Although he has already done enough races to qualify for the 2019 SCCA Runoffs, between running Global Mazda MX-5 Cup and school – he just wrapped up his first year studying business at Georgia Tech, where he made the Dean’s List – he doesn’t think he’ll be able to compete at the event. And while balancing school and racing isn’t easy, there are lessons learned in motorsports that will help him school, not the least of which is having to produce two business cases in the two Mazda shootouts in which he has competed.

“I’m pretty early in my studies – I’m still working on some core classes, but I’ve taken a few business classes [and] a legal aspects class,” he explains of his time at George Tech. “So far, I think I’ve learned more on the real-world side of things, such as dealing with contracts – going through that and the whole approval process and seeing it firsthand is a good thing at my age. That will start to change in the next couple of years as I dive into more business-related classes, but I also think they’re going to feed off each other as I move along in my studies.”

So school and the fact that MX-5 Cup ends its season on the West Coast with races at Portland International Raceway on Labor Day weekend and the finale at WeatherTech Raceway Laguna Seca three weeks later likely means no SCCA Runoffs for Carter.

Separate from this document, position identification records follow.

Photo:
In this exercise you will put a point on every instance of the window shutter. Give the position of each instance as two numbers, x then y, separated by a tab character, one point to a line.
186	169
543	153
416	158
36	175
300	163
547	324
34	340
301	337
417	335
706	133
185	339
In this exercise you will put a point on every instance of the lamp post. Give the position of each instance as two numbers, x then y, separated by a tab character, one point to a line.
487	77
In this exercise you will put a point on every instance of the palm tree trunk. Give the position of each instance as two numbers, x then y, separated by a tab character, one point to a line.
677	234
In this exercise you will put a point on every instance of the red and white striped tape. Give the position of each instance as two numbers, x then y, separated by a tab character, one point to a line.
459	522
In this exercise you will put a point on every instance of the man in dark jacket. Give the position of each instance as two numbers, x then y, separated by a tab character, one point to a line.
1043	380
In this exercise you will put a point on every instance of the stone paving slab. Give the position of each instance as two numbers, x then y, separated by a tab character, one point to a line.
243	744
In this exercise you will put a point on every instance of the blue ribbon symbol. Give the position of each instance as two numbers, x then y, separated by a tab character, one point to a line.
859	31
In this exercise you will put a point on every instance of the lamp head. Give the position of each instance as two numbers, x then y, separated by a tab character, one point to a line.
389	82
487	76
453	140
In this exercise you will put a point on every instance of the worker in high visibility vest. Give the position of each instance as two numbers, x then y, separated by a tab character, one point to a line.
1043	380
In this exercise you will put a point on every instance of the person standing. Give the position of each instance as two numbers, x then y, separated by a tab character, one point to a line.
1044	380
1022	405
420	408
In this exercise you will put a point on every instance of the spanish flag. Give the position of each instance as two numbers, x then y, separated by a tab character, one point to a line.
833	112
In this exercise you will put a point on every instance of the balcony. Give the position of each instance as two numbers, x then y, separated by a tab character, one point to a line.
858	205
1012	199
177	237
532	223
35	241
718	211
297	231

After all, that’s a lot of time away from classes since Carter and his dad prep and transport their own car, with Copeland Motorsports taking care of it at the track.

Both the Portland and Laguna races are with the NTT IndyCar series, as are all the MX-5 Cup races, and that’s an aspect that Carter thinks is pretty awesome. 

“The driver autographs are kind of fun, signing autographs and talking with the spectators,” said Carter. “That’s a pretty cool part of it, being on the pro weekends and being there with IndyCar is pretty neat.”